Guest blog by Angus Addlesee, one of the showcase presenters at the DataTech during DataFest21’s Our People week.
The Benefits of Voice Assistants
Voice Assistants (like Siri or Amazon Alexa) are now commonplace and can be really useful. For example, my hands were covered in flour the other day as I made pizza. I would have had to wash my hands to set timers in the past, but now I can set them with just my voice.
This is handy, but voice assistants can hugely improve some people’s lives.
In a recent conversation with a gentleman that has MS, he mentioned that even something as routine as turning off his light at night was impossible for him. Now, using just his voice, he has some of his independence back. He noted that this has made a world of difference to his wellbeing.
Similarly, independently putting on music becomes difficult as dementia progresses. Buttons are fiddly, tablet interfaces are confusing, and record players require many steps to put on a particular song. Music is extremely beneficial to people with dementia however (check out Playlist for Life), so can voice assistants help here? I am working to answer this currently and initial results suggest the answer is a resounding yes! One participant in the project said that he turns off the TV to listen to music now, and has even found new songs from artists that he loved when he was younger.
If you are still not convinced, I have one last example for you – people affected by sight loss. Computers can now ‘see’ and interpret these visual scenes. Can we answer questions asked by blind and partially sighted people? Read until the end to find out…
Our Conversations are Messy
How many times have you forgotten a word mid-sentence, pausing to remember it? Often these pauses are silent, but if you have ever listened to a recording of yourself – you may notice some pauses filled with ‘uums’. How many times have you jumbled your sentence and just decided to restart it entirely? I do this all the time… We even repeat words without really realising like: “I really liked that that that show about chess on Netflix”.

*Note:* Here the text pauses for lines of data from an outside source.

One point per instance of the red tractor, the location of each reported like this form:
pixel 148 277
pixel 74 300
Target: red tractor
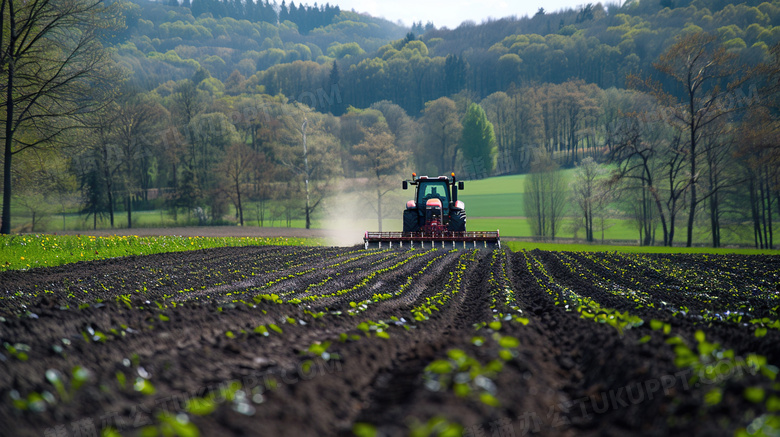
pixel 435 218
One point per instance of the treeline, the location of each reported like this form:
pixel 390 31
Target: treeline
pixel 598 44
pixel 305 17
pixel 196 134
pixel 163 42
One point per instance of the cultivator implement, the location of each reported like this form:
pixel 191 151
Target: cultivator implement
pixel 442 240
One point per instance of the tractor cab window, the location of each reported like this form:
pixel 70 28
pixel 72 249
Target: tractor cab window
pixel 434 190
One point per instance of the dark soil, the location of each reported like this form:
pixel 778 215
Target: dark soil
pixel 157 334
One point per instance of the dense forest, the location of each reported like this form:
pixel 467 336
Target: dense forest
pixel 667 109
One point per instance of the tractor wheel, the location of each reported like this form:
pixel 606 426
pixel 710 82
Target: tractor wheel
pixel 457 221
pixel 411 221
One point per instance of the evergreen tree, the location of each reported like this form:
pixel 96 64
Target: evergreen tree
pixel 477 142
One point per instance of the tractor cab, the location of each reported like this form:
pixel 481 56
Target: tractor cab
pixel 429 190
pixel 434 218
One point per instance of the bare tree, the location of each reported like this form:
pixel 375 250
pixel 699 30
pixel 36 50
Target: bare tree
pixel 545 196
pixel 590 192
pixel 709 74
pixel 50 59
pixel 378 157
pixel 237 169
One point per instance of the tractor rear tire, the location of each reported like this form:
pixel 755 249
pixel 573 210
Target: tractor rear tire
pixel 457 221
pixel 411 221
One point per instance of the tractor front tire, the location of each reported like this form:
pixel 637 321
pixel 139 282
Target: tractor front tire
pixel 457 221
pixel 411 221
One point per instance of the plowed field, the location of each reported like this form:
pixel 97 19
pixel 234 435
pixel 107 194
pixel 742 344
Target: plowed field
pixel 341 341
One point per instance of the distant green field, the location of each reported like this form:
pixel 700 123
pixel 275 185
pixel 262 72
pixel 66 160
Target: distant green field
pixel 494 205
pixel 30 251
pixel 521 245
pixel 514 184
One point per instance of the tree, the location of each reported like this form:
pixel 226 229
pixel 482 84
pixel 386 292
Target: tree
pixel 589 192
pixel 51 57
pixel 236 170
pixel 378 157
pixel 477 140
pixel 442 132
pixel 136 124
pixel 545 196
pixel 307 147
pixel 708 74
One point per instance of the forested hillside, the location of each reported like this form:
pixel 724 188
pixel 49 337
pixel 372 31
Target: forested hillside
pixel 667 108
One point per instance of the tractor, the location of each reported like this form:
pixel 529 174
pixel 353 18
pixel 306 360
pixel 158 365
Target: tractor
pixel 434 218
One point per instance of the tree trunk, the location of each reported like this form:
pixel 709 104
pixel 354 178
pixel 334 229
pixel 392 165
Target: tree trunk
pixel 240 209
pixel 379 207
pixel 694 202
pixel 5 227
pixel 129 211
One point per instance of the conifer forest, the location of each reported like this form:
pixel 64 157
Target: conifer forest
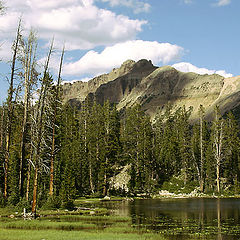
pixel 52 152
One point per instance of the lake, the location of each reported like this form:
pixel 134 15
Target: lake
pixel 183 218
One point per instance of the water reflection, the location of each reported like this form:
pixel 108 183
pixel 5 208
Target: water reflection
pixel 185 218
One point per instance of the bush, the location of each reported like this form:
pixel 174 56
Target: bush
pixel 69 205
pixel 23 203
pixel 52 203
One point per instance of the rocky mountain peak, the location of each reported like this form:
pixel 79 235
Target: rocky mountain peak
pixel 156 87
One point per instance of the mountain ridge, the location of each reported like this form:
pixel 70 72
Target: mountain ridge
pixel 155 87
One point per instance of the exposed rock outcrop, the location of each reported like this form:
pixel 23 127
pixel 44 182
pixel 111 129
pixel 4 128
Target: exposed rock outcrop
pixel 155 87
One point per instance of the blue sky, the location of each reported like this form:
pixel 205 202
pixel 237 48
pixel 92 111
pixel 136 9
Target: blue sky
pixel 202 36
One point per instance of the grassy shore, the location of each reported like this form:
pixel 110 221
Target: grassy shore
pixel 70 227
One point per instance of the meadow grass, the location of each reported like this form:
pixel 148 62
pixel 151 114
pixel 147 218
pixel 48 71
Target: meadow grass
pixel 16 234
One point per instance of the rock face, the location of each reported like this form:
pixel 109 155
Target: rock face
pixel 153 88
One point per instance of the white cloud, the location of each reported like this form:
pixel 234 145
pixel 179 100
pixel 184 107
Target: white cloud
pixel 187 1
pixel 94 63
pixel 188 67
pixel 221 3
pixel 79 22
pixel 136 5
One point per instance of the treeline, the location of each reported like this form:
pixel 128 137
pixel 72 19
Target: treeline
pixel 51 153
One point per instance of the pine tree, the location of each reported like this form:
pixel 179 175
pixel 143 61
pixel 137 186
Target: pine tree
pixel 10 108
pixel 218 144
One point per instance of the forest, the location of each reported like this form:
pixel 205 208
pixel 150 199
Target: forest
pixel 52 153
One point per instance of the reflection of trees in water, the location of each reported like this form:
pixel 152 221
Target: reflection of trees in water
pixel 197 215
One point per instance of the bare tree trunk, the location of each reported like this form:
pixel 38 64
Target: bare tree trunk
pixel 28 181
pixel 54 127
pixel 218 142
pixel 10 110
pixel 29 62
pixel 2 127
pixel 201 150
pixel 39 128
pixel 35 185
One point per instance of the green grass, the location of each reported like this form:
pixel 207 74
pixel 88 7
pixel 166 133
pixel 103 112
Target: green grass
pixel 15 234
pixel 73 227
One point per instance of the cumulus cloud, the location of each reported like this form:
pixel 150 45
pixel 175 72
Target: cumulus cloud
pixel 93 63
pixel 187 1
pixel 221 3
pixel 136 5
pixel 79 22
pixel 188 67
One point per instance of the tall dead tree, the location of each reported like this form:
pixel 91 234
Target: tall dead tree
pixel 201 178
pixel 38 128
pixel 218 141
pixel 10 107
pixel 56 104
pixel 28 62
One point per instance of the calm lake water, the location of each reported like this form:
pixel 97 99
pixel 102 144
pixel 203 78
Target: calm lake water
pixel 184 218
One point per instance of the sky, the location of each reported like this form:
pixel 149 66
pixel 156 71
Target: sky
pixel 201 36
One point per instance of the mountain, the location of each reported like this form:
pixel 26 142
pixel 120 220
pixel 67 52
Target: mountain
pixel 155 87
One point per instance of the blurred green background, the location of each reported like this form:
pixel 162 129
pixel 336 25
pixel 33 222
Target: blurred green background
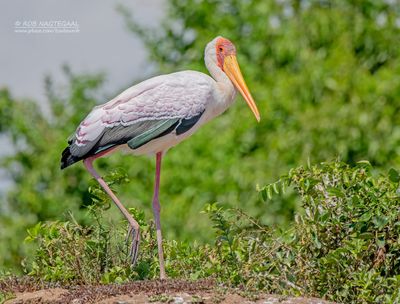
pixel 325 76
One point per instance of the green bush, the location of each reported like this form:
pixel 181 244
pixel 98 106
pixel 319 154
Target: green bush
pixel 343 245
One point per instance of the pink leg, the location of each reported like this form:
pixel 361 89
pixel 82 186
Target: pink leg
pixel 133 224
pixel 156 211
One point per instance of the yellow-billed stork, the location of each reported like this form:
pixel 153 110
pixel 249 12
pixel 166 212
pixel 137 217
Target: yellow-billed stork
pixel 155 115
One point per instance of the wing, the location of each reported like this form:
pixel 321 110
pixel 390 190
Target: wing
pixel 144 112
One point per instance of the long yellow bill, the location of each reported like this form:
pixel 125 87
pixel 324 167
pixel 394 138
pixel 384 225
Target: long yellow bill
pixel 232 70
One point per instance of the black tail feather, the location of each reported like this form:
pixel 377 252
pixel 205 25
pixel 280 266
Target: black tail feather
pixel 67 159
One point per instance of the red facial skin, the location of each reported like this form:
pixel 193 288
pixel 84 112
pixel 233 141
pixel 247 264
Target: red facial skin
pixel 224 48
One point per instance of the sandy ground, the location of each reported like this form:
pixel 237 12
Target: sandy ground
pixel 170 291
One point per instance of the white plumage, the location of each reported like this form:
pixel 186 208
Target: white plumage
pixel 153 116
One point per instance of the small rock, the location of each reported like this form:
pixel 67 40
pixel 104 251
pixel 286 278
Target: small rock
pixel 178 300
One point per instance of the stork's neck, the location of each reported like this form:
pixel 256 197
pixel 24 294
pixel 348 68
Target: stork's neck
pixel 225 91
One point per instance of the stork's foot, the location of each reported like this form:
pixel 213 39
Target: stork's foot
pixel 133 237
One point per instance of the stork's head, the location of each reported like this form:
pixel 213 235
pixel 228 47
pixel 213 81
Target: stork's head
pixel 223 53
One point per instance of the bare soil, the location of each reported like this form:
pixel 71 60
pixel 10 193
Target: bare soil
pixel 168 291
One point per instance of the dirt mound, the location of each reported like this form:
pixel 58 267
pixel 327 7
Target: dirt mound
pixel 169 291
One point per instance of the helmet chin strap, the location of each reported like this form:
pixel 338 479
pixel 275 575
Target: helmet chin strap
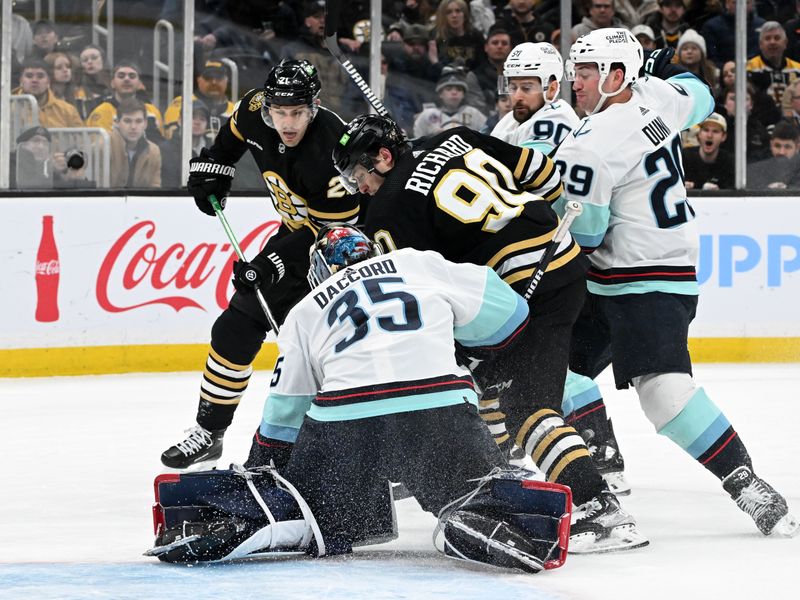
pixel 555 95
pixel 604 95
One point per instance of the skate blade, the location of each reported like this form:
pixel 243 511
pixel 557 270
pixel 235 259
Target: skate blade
pixel 788 526
pixel 620 538
pixel 159 550
pixel 400 491
pixel 203 465
pixel 616 483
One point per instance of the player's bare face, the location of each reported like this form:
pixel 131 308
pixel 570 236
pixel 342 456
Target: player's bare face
pixel 710 137
pixel 526 97
pixel 125 81
pixel 132 126
pixel 35 81
pixel 586 86
pixel 370 182
pixel 291 122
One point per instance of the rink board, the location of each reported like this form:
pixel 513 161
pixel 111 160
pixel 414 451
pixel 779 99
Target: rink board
pixel 142 280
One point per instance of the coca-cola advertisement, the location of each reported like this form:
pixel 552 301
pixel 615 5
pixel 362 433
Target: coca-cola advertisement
pixel 47 274
pixel 119 271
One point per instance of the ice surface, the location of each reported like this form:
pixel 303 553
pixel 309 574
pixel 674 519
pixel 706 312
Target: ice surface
pixel 81 454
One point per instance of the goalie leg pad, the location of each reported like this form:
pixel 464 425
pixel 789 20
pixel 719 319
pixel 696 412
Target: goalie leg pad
pixel 510 521
pixel 225 515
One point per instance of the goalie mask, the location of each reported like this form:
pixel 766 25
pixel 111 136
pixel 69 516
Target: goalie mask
pixel 604 48
pixel 366 135
pixel 540 60
pixel 338 245
pixel 291 83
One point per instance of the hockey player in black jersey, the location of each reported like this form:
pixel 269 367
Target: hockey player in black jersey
pixel 474 198
pixel 290 137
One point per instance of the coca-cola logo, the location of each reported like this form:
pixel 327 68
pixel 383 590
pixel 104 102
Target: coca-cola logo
pixel 48 267
pixel 135 263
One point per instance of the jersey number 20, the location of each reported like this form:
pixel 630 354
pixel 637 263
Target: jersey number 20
pixel 347 308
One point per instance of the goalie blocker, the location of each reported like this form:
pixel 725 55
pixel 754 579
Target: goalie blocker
pixel 215 516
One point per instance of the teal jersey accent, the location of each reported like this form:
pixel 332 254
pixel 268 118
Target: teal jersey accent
pixel 283 415
pixel 685 288
pixel 502 311
pixel 697 426
pixel 578 392
pixel 704 101
pixel 376 408
pixel 590 227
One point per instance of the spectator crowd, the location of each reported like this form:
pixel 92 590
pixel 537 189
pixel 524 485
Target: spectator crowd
pixel 440 61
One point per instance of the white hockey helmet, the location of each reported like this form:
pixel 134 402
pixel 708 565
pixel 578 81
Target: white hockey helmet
pixel 605 47
pixel 540 60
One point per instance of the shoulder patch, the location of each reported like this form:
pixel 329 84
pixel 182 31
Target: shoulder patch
pixel 256 101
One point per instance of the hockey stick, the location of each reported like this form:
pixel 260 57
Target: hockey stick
pixel 227 227
pixel 331 22
pixel 573 210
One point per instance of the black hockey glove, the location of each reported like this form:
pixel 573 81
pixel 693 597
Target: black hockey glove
pixel 264 269
pixel 207 177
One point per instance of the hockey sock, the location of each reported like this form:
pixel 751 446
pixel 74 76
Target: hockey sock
pixel 222 387
pixel 584 409
pixel 235 340
pixel 561 454
pixel 703 431
pixel 489 411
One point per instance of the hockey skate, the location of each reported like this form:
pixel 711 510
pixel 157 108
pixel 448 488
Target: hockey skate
pixel 601 525
pixel 199 451
pixel 760 500
pixel 609 462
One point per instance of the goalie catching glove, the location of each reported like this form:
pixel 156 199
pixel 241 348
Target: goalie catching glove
pixel 208 177
pixel 264 269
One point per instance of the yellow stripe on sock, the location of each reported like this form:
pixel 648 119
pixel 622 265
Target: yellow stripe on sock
pixel 226 383
pixel 526 426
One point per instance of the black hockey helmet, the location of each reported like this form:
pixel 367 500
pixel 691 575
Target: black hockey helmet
pixel 292 82
pixel 365 135
pixel 338 245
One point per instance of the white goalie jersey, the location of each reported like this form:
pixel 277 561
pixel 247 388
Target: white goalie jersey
pixel 624 164
pixel 377 338
pixel 545 130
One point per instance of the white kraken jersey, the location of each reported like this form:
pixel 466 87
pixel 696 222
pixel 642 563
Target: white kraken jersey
pixel 545 130
pixel 624 164
pixel 377 338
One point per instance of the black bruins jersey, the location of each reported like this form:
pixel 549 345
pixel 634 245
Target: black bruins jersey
pixel 474 198
pixel 302 182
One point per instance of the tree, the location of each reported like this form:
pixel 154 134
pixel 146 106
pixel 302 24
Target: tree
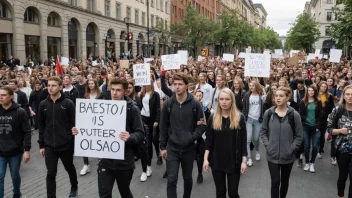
pixel 304 33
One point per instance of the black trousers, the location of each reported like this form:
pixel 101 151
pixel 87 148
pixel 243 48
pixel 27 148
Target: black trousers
pixel 280 177
pixel 173 161
pixel 106 180
pixel 51 160
pixel 233 180
pixel 344 161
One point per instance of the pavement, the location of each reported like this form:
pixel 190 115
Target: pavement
pixel 255 184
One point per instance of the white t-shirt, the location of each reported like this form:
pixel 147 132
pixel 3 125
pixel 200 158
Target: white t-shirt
pixel 145 110
pixel 254 107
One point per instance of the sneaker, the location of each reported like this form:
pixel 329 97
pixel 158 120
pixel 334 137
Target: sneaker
pixel 149 171
pixel 200 179
pixel 257 156
pixel 312 168
pixel 160 161
pixel 85 170
pixel 144 177
pixel 250 162
pixel 300 163
pixel 306 167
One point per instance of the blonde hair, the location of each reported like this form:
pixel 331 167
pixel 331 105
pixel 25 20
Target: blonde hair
pixel 235 115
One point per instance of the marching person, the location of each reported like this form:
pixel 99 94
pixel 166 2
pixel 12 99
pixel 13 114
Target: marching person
pixel 282 135
pixel 226 145
pixel 15 140
pixel 110 170
pixel 55 120
pixel 182 123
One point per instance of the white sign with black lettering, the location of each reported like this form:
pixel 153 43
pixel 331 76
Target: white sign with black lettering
pixel 99 124
pixel 257 65
pixel 141 74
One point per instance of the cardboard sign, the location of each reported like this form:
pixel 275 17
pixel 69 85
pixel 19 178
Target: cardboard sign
pixel 99 123
pixel 183 56
pixel 141 74
pixel 257 65
pixel 125 64
pixel 335 55
pixel 171 61
pixel 228 57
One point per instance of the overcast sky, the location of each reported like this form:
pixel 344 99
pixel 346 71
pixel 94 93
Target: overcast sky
pixel 281 13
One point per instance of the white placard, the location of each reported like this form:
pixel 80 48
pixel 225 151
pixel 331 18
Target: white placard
pixel 141 74
pixel 279 52
pixel 183 56
pixel 171 61
pixel 228 57
pixel 335 55
pixel 65 61
pixel 99 123
pixel 257 65
pixel 146 60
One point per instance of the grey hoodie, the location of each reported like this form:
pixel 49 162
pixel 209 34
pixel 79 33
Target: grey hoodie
pixel 277 136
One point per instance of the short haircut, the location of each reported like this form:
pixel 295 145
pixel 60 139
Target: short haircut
pixel 120 81
pixel 56 79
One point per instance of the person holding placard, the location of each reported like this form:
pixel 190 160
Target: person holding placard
pixel 110 170
pixel 56 117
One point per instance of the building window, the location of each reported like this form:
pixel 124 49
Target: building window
pixel 118 11
pixel 31 15
pixel 107 8
pixel 136 17
pixel 143 18
pixel 328 16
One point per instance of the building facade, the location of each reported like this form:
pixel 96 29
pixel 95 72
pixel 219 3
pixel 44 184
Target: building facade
pixel 41 29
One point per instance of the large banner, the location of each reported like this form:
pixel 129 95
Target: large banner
pixel 99 123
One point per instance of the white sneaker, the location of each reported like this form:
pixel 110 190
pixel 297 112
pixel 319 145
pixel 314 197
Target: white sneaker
pixel 144 177
pixel 257 156
pixel 306 167
pixel 250 162
pixel 85 170
pixel 149 171
pixel 311 168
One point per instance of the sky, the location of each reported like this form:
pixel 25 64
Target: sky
pixel 281 13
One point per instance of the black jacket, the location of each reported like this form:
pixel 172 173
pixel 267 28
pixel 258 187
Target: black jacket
pixel 178 128
pixel 55 123
pixel 15 131
pixel 136 130
pixel 154 107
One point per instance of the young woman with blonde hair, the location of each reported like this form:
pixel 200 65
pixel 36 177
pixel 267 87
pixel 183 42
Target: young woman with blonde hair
pixel 226 140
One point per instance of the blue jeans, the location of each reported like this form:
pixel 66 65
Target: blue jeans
pixel 14 164
pixel 253 132
pixel 311 135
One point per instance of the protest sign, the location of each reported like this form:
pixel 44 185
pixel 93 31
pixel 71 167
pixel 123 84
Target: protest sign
pixel 183 56
pixel 99 124
pixel 257 65
pixel 335 55
pixel 228 57
pixel 141 74
pixel 171 61
pixel 125 64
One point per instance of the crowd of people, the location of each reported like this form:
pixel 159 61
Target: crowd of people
pixel 206 111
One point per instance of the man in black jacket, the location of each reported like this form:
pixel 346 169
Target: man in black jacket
pixel 15 139
pixel 110 170
pixel 182 123
pixel 55 120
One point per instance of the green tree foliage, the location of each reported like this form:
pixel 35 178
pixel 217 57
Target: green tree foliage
pixel 304 33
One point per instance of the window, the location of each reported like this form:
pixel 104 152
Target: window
pixel 143 18
pixel 136 17
pixel 118 11
pixel 328 16
pixel 31 16
pixel 107 7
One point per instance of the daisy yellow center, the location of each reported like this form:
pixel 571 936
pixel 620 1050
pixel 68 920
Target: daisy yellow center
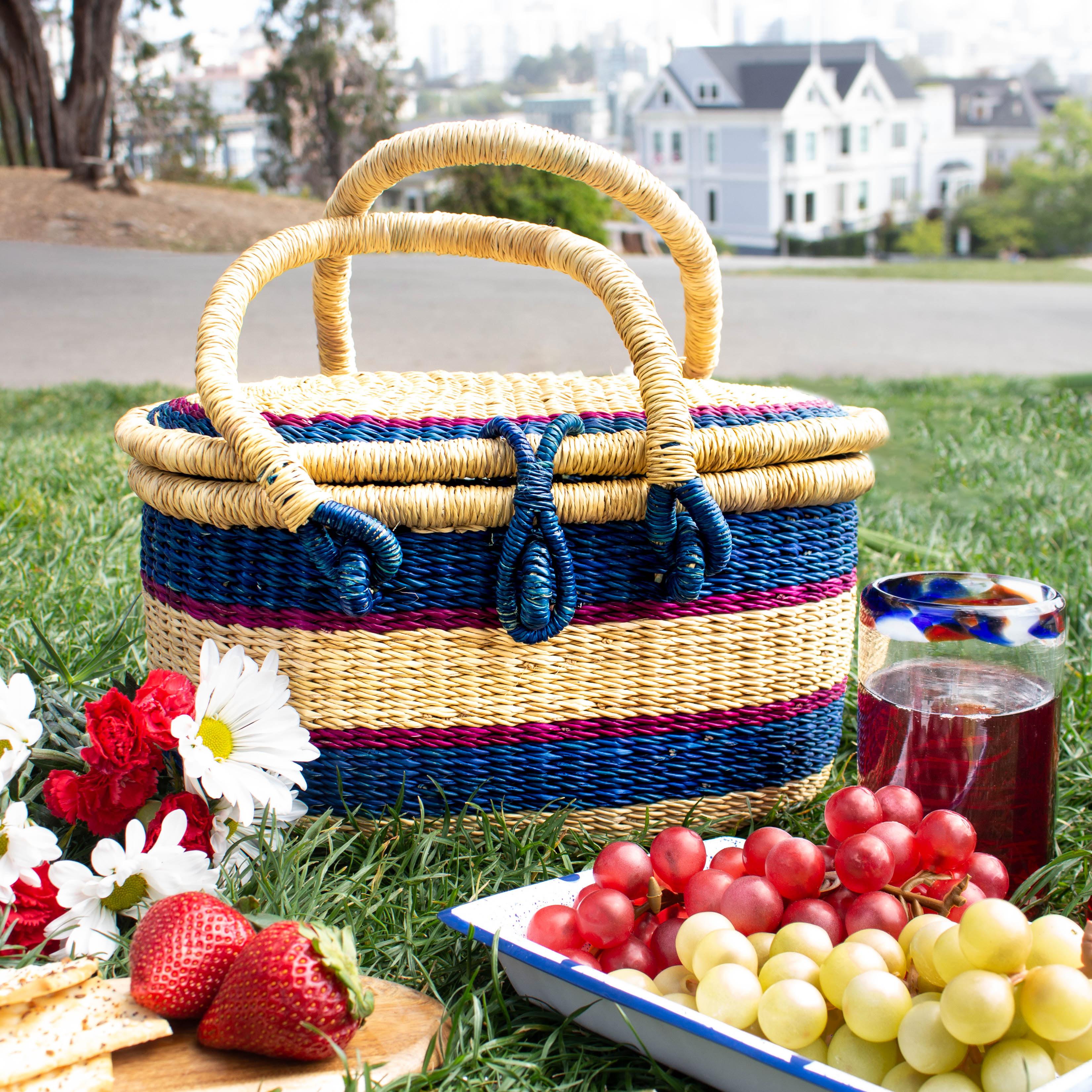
pixel 126 896
pixel 218 737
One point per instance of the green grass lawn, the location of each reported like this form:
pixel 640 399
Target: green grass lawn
pixel 982 474
pixel 970 270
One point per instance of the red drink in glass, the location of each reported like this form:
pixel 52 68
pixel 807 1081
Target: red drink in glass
pixel 978 738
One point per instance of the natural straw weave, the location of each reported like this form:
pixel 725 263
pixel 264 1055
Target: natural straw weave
pixel 366 527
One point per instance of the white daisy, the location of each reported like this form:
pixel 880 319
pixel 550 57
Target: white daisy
pixel 125 882
pixel 23 847
pixel 244 743
pixel 19 731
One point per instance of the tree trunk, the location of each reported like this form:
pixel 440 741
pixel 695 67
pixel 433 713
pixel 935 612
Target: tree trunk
pixel 51 131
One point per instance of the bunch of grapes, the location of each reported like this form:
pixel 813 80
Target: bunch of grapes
pixel 801 945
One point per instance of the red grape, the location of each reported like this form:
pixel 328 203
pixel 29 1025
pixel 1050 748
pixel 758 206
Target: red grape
pixel 630 952
pixel 677 853
pixel 796 868
pixel 900 840
pixel 946 841
pixel 876 910
pixel 662 944
pixel 624 866
pixel 758 846
pixel 605 919
pixel 752 904
pixel 864 863
pixel 704 890
pixel 900 804
pixel 816 912
pixel 579 956
pixel 841 899
pixel 731 861
pixel 990 875
pixel 555 928
pixel 852 811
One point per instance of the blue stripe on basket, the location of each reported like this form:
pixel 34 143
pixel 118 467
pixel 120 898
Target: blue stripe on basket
pixel 171 415
pixel 613 773
pixel 268 568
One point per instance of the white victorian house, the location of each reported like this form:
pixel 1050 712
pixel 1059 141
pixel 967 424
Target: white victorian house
pixel 811 140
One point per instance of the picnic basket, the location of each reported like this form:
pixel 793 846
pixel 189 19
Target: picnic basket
pixel 633 594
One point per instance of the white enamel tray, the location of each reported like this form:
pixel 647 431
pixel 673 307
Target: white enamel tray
pixel 684 1040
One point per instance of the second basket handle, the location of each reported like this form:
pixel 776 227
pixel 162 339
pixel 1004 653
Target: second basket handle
pixel 465 144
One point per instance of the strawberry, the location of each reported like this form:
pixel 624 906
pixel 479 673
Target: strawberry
pixel 182 950
pixel 289 977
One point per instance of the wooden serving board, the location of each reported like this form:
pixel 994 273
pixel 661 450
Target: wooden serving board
pixel 396 1037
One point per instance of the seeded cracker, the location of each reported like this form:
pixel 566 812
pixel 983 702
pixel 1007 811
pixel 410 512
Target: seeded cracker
pixel 76 1025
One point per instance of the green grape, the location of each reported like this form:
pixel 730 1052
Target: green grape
pixel 1056 1002
pixel 847 961
pixel 978 1006
pixel 904 1078
pixel 723 946
pixel 995 936
pixel 886 945
pixel 730 993
pixel 871 1062
pixel 921 947
pixel 792 1014
pixel 805 939
pixel 1055 940
pixel 948 956
pixel 1016 1065
pixel 789 966
pixel 694 931
pixel 635 978
pixel 926 1044
pixel 949 1082
pixel 874 1005
pixel 762 942
pixel 676 980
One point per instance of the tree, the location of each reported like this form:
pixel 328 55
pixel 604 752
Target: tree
pixel 329 98
pixel 525 194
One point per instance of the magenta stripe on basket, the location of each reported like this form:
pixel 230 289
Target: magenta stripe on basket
pixel 466 735
pixel 592 614
pixel 297 421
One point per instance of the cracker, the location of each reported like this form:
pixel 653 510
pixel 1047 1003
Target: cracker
pixel 73 1026
pixel 97 1075
pixel 26 983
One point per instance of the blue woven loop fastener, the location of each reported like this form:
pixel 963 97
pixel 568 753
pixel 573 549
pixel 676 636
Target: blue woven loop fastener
pixel 694 543
pixel 355 552
pixel 536 585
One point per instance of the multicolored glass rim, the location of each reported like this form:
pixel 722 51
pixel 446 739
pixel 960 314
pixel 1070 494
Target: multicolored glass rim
pixel 964 607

This is just talking individually too, not with others. How many times has someone spoken over you completely, or attempted to finish your sentence when you hesitate? We even say things like “yep”, “uh-huh”, and “oh” while someone is telling us a story.
Conversation is more complex than you would initially think.
This is before we even start on the visual cues we use! We nod in agreement, shake our heads in disgust, make eye contact to show engagement, furrow our brows to show confusion, and point at things around us.
We use these ‘conversational phenomena’ subconsciously every day to guide our interactions. Maybe look out for some of these when you next chat to someone.
Importantly, dialogue changes as cognition declines and these phenomena become more common and more pronounced over time. People pause mid-sentence more often as dementia progresses for example, and these pauses become longer. To get around these long pauses, people with dementia will maybe say “Can you get the thing in the oven?” instead of “Can you get the chicken?”, making it less obvious that they have forgotten the word ‘chicken’. These changes are important to explore if we are to design better voice assistants.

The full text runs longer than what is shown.